O município sustenta que os proprietários das referidas barracas, consideradas covil de malfeitores à noite, ocupam desnecessariamente espaços que seriam aproveitados por outros comerciantes.

Saíde Ali Abdala, vereador de Promoção Económica, Gestão de Mercados e Feiras, em meados do ano passado foram realizados dois encontros com os donos dos estabelecimentos em causa e falou-se da necessidade de essas barracas serem usadas.

Houve anúncios de advertência aos proprietários, através dos órgãos de informação.
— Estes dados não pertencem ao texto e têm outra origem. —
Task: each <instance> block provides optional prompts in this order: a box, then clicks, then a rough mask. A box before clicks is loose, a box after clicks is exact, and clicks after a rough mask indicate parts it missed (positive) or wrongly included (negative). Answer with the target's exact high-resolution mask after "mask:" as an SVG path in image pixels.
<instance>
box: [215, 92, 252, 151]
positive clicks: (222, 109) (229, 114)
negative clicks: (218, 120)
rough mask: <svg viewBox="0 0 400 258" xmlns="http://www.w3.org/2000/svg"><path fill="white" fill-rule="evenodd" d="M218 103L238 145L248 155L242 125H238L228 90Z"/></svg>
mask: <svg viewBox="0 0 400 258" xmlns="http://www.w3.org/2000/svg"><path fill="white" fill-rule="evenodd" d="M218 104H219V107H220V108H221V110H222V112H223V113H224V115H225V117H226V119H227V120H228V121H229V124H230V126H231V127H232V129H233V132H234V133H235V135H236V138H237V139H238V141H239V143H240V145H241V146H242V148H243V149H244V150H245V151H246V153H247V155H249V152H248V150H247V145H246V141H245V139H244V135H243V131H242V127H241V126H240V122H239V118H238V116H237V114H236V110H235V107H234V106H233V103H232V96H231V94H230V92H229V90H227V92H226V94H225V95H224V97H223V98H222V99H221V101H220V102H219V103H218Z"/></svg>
A edilidade tinha estabelecido, em Outubro de 2014, um prazo de 30 dias para que os espaços fossem aproveitados mas ninguém cumpriu e o período foi prorrogado para mais um mês, findo o qual o problema prevaleceu até o dias que correm.

Na Assembleia Municipal, havida há dias, o presidente daquela autarquia, Mahamudo Amurane, pretendia submeter uma proposta de expropriação de todas as barracas em alusão mas recuou supostamente para dar mais uma oportunidade aos donos, de seguir as orientações da edilidade.

Entretanto, o vereador de Promoção Económica, Gestão de Mercados e Feiras, manifestou-se com o estado de abandono em que se encontram as referidas instalações e impedem a expansão dos mercados Junho, Naloko e Waresta.

Informações em nosso poder dão conta de que os proprietários dessas barracas alegam a falta de meios financeiros para concluírem as obras, uma vez que, para além da própria construção, gastaram muito dinheiro na tramitação do processo de licenciamento com vista à ocupação dos respectivos espaços.